Brian, on some of these charts that you gave on the data trends through April 21st, is that the latest data, you have April 21st from your system. I’d just be interested to see what your thoughts are for the two weeks after the 21st April.
We get data pretty regularly. We get actually a data feed every day. So the way that data gets into our system is depending on the data source, some of it has to go through the OEM, some of the has to go through some other third parties.
So it tends to get a little bit lumpy, you can actually see it a bit in that data, so we took two-week-old data because we knew that data had most of it flowed through. If you take a look at what’s happened in the last two weeks, we’ve continued to see that upward trend at about the same rate. So we’re continuing to see things get better, it’s not a spike up or exponential curve, but it is getting better. And you see it’s both better in the repair orders which is the service appointments.
Repair orders, which is the service appointments and the actual sales through the system and you can see that as states start to open up. I know many states allow now car sales that’s not in the store. You have to do it out in the lot and limit the number of people and things like that. So we’re starting to see that, that plus the OEM deals that are out there, it’s really not a bad time to buy a car if you are in the market.
Sure. And then just going through some of the things you talked about you now have five OEM certified for Drive Flex right? Is that correct?
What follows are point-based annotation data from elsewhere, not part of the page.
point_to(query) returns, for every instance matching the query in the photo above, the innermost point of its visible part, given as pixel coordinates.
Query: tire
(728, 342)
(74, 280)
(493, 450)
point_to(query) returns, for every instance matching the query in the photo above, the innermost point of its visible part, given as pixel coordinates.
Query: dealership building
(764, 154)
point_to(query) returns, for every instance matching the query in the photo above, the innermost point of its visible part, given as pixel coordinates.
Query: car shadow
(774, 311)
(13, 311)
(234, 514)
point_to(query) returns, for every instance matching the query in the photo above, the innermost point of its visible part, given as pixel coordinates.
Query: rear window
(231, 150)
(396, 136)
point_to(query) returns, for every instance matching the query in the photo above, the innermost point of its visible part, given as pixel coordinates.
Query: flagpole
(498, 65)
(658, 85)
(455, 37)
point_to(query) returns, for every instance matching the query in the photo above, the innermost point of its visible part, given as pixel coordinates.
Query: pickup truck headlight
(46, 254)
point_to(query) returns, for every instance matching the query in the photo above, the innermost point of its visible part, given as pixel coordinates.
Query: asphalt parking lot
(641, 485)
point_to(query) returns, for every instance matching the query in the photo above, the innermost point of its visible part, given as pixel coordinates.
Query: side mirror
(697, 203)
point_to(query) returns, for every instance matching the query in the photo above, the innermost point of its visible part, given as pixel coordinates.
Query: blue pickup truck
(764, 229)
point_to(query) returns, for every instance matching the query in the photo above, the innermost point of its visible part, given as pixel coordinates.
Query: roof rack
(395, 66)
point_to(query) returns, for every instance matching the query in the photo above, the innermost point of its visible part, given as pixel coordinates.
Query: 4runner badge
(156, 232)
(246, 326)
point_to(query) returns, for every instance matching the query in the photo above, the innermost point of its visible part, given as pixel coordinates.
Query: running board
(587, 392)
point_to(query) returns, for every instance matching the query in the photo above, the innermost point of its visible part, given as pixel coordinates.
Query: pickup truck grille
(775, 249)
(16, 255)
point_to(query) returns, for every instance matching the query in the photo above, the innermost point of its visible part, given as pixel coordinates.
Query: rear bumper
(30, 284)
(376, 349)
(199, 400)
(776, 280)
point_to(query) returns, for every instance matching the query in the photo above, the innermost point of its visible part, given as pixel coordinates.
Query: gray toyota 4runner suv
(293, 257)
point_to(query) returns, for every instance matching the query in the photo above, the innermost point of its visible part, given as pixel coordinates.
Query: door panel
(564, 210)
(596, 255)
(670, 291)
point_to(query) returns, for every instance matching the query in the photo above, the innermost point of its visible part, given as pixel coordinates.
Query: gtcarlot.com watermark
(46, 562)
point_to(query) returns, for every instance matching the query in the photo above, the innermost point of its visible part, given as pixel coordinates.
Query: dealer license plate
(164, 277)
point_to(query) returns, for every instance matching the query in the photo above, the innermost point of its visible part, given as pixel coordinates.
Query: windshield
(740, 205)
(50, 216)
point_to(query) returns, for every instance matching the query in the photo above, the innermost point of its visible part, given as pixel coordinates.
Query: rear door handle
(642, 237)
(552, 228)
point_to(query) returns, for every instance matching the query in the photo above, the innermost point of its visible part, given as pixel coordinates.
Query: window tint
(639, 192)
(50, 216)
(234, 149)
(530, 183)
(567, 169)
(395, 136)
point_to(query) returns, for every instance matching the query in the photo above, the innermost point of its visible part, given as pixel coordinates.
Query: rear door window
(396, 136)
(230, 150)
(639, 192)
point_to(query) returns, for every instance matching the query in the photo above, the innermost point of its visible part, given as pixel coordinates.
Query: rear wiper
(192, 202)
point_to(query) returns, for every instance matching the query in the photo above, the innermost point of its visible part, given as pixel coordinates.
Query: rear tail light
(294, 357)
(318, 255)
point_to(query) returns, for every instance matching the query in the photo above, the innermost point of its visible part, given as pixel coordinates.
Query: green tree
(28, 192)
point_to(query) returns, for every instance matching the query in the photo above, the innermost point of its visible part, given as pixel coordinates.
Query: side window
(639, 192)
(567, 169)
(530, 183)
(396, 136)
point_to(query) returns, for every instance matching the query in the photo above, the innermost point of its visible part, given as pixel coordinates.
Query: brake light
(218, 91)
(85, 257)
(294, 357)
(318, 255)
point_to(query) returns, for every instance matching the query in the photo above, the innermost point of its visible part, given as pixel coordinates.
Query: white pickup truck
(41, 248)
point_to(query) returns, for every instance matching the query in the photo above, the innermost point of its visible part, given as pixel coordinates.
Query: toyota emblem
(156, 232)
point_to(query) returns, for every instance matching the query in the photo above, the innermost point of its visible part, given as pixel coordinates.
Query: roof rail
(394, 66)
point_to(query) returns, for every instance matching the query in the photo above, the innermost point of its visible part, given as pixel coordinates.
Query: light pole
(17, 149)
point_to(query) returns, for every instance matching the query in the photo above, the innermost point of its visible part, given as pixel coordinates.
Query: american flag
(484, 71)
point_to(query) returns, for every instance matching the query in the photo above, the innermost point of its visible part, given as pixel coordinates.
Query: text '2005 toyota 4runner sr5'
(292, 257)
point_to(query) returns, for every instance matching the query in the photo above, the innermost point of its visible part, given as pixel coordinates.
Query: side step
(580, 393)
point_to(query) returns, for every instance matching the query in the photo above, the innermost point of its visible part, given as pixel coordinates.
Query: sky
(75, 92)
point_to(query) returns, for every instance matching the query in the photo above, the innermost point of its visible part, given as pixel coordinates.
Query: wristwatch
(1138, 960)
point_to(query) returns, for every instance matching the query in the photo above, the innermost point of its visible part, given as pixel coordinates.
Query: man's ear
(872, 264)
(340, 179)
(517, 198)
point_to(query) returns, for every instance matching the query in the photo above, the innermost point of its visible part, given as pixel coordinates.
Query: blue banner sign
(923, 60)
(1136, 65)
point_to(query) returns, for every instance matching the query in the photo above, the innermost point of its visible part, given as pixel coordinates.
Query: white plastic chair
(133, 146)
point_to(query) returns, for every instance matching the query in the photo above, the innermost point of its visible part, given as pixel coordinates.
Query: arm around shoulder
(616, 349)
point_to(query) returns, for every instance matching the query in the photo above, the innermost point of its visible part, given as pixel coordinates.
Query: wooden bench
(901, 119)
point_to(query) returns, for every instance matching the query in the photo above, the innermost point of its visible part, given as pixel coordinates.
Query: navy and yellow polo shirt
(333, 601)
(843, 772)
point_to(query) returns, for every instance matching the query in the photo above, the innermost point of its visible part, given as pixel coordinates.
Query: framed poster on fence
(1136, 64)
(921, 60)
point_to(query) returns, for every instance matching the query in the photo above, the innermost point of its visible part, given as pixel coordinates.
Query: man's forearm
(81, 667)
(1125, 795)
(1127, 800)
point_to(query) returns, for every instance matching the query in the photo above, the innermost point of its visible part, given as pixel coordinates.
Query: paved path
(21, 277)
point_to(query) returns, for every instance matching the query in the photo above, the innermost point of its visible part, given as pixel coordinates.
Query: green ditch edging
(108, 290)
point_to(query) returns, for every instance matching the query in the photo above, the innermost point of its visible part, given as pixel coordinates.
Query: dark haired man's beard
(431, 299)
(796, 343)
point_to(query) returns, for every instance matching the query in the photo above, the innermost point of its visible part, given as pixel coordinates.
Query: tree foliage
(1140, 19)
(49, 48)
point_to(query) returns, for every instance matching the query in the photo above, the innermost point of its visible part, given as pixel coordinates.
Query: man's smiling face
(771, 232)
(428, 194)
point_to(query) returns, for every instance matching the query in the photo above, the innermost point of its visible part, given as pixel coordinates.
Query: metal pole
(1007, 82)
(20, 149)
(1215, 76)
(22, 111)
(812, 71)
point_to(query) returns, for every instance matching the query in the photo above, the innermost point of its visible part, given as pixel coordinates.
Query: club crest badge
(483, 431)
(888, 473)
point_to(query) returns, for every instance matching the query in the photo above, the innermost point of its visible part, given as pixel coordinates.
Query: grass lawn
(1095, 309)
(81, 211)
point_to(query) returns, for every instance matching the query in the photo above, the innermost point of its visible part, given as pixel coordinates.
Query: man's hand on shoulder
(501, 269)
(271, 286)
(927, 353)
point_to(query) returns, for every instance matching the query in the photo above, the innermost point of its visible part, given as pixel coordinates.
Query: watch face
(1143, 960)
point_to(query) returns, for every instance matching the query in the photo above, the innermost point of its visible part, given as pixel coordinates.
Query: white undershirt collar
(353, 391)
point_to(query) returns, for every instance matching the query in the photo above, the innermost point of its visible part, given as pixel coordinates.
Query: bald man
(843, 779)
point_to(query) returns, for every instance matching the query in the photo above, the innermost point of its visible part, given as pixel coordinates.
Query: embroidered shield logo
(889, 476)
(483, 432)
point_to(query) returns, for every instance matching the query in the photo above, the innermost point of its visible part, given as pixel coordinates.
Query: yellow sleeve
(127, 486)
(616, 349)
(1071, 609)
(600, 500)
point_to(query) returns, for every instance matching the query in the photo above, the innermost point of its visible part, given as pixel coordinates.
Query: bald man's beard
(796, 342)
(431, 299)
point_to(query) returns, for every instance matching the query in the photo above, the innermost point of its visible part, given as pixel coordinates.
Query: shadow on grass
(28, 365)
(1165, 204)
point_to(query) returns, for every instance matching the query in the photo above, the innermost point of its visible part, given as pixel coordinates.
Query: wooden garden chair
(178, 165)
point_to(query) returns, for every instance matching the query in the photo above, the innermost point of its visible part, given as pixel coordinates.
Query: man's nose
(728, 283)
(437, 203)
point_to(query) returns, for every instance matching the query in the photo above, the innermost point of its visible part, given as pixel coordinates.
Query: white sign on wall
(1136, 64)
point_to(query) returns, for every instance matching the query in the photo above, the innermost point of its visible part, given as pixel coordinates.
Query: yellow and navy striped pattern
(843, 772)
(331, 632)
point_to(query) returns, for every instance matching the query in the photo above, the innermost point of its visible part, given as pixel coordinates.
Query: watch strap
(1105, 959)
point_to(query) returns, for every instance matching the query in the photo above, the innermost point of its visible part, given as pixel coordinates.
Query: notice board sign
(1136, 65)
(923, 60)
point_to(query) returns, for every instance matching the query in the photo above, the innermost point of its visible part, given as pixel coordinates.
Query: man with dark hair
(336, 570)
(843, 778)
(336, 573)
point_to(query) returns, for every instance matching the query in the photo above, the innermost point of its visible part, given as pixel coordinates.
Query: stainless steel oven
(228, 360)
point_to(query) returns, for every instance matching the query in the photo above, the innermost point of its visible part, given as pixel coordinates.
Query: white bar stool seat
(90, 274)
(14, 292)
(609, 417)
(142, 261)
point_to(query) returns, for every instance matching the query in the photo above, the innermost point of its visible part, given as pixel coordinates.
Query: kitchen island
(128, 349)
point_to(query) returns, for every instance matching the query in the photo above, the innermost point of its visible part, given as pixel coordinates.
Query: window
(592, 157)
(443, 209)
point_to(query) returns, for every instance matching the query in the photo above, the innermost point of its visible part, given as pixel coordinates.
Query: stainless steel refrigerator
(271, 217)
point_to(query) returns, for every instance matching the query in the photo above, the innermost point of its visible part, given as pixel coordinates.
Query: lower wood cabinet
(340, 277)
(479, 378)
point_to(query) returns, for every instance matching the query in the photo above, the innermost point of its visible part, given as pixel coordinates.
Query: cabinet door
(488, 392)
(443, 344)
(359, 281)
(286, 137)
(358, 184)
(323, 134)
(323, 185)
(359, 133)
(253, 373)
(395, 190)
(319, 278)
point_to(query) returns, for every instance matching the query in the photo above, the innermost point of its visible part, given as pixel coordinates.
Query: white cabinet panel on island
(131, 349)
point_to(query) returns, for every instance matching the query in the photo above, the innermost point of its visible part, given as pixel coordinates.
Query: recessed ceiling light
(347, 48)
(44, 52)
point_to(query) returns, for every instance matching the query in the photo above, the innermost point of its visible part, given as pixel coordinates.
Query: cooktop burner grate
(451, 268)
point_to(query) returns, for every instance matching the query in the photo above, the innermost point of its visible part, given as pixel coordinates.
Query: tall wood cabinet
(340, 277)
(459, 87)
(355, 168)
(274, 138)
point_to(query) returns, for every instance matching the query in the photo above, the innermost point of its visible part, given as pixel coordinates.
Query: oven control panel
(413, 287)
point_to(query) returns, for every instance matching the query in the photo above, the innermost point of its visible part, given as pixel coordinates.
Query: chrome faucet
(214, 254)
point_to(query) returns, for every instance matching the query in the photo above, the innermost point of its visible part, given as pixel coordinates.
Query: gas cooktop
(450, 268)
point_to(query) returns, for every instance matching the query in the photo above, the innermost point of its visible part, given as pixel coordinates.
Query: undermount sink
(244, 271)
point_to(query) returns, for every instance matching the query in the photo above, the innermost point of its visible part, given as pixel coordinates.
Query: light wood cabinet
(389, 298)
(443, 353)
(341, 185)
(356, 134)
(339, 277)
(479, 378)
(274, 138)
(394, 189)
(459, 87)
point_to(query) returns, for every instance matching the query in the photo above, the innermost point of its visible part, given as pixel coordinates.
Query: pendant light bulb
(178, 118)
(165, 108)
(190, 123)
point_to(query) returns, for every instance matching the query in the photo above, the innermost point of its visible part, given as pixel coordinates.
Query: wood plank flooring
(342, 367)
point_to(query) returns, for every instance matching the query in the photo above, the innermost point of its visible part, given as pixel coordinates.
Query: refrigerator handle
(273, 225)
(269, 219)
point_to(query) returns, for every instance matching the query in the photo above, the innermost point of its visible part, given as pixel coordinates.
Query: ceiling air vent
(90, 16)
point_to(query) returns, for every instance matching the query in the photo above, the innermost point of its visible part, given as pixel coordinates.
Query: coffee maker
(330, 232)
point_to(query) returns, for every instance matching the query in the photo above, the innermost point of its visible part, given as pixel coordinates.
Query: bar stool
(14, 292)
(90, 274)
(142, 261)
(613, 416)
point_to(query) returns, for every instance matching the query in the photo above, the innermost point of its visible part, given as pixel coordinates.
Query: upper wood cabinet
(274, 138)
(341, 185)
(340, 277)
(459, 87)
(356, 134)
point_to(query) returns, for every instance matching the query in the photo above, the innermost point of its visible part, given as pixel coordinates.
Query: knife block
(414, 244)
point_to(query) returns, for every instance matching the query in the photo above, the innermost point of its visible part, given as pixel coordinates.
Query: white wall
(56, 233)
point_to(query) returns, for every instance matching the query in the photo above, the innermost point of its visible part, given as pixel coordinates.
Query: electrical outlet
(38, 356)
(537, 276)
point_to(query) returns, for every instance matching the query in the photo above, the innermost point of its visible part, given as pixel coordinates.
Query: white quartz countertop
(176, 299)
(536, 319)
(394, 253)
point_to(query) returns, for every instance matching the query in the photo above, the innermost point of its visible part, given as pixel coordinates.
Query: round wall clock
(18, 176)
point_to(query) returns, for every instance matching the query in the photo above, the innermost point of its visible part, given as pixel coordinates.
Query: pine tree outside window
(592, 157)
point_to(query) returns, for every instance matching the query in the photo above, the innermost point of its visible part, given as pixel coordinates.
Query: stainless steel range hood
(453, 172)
And then you also said, I think you said you had 100 sales or conversions in the quarter, is that correct?
We have 100 sales in backlog. So they’re sitting there waiting for install. If you remember from last quarter, we took some time off on the installs to make some improvements. We wanted to make it more efficient, we wanted to do some things that lowered the cost of both the installation and the support and get some better integration. So we’re working through those and the installations are – we still plan to try and exit the year at something on the order of 15 plus a month.
Okay and then beyond the discount programs that you I guess you announced last month and then you’re talking about the digital retailing, there is nothing else out there currently public that you guys have announced. Are you contemplating further discounts for some of your dealer base?
Nothing on a widespread. I mean every time we go into, we do a contract or try to win a new deal, there’s always a certain level of negotiation and sometimes it’s in discounts or additional services and things like that, but there’s no widespread additional ones that we’re doing and instead what we’re really focusing on is how do we work with the dealers to grow out into the future.
That’s why this digital retailing one we think is very important. This is one of the things that’s going to stick, right. People are going to want to do more online and this really let you do penny perfect especially if it’s through ELEADs and the CRM, you can do very accurate and get everything done, your financing, everything quoted for you and so the deal is done.
Yes, I just wanted to ask you about that because there’s a lot of players in that market doing this. I mean you’re working in conjunction with the dealers website capabilities correct and funneling data and some capabilities there because when you sold your advertising business, you don’t have any websites anymore right?
Yes and so that’s one of the advantage of pulling it through the DMS and eLeads CRM really gives us the advantage. No one person is going to have all of the pieces to put together. Everyone is going to have to have it as a partnership. So you’re right, we have to have partnerships with multiple websites, right.
Some of them OEM websites, some of them third party websites, some of them dealer websites. You have to have a variety of F&I partners, you have to have all of those partners lined up and that’s one of the things we’re really focused on is growing the number of those partners, but yes, nobody is going to be able to do that solely on their own. You have to have a partnership.
Thank you. And there are no more questions. I would like to thank you for your participation. This concludes our call and you may now disconnect.